Grace Monroe (Alfhild) and Teddy Robson (Olaf) Credit: ottisdotter
Rebekka Magnúsdóttir (Lady Kirsten) Credit: ottisdotter
Che Watson (Lord Arne) Credit: ottisdotter

In a fluent 1921 translation by Anders Orbeck, the theatre company Ottisdotter gives a clear, accessible performance of Olaf, a naturalistic romance which makes an occasional dash into melodrama.

It lets us glimpse some of the themes that were later to figure prominently in Ibsen’s great plays. There is the individual struggling against the chains of tradition. Women are shown asserting themselves. There is also the unsettling context of a mountainous and mysterious landscape.

However, first staged in 1857 when the twenty-nine-year-old Ibsen was still developing his ability as a writer, the play has many weaknesses.

It takes too long to say very little in a not very interesting manner. The company has made some sensitive cuts to the text but it still runs close to two and a half hours

It depicts four young people trapped in a dilemma.

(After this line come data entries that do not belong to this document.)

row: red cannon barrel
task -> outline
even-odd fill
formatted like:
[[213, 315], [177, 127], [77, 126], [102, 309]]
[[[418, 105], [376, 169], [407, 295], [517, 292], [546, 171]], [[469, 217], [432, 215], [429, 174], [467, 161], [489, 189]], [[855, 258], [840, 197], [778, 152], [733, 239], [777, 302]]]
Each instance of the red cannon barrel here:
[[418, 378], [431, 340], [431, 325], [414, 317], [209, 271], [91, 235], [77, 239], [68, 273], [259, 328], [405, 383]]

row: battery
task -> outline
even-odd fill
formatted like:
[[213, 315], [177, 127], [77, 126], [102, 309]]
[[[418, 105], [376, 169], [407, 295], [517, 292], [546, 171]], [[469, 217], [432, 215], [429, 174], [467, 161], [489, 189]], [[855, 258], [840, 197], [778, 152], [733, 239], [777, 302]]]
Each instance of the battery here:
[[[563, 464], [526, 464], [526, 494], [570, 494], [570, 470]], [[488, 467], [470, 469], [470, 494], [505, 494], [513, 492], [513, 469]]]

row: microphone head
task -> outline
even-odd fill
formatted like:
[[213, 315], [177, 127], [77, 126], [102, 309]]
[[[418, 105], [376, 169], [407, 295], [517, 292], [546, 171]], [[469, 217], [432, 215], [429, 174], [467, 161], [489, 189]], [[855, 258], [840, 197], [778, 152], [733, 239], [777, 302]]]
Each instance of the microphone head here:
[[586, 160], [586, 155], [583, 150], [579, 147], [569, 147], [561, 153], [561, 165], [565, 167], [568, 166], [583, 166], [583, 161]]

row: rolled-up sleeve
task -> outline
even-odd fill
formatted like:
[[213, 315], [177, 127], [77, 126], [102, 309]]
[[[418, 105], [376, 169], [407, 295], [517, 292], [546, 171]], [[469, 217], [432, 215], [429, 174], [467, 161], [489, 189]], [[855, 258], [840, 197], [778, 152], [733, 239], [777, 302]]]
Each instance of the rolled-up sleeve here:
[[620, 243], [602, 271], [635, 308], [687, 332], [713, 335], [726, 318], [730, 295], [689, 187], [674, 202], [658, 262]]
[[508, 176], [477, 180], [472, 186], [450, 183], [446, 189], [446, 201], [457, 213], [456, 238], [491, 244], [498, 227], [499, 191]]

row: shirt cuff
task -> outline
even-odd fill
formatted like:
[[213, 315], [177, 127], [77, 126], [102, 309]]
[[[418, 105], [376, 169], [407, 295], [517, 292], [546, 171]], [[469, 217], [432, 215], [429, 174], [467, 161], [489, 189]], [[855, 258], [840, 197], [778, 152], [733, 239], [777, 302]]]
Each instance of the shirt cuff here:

Lord Arne Of Guldvik (Che Watson) has arranged for his daughter Ingeborg( Sarah Madden) to marry Olaf (Teddy Robson) the son of Lady Kirsten Liljekrans (Rebekka Magnúsdóttir). The problem is that Olaf loves (in a dreamy, otherworldly way) Alfhild (Grace Monroe) who lives with her father among the barren wastes of the mountains and Ingeborg loves the family servant Hemming (Joe Lewis).

As Lord Arne (Che Watson) brings Ingeborg to the wedding, he learns that Olaf has gone missing. He already has his doubts about the grand family they are marrying into. For a start, they drink wine and he drinks ale.

There is a gentle, comic tilt to the play that never takes itself too seriously. The light, frothy story with its two-dimensional characters simply follows a predictable romantic formula.

And that probably contributes to the lack of dramatic tension.

All the same, it will no doubt appeal to Ibsen enthusiasts and those who like their theatre to be a slow-moving affair.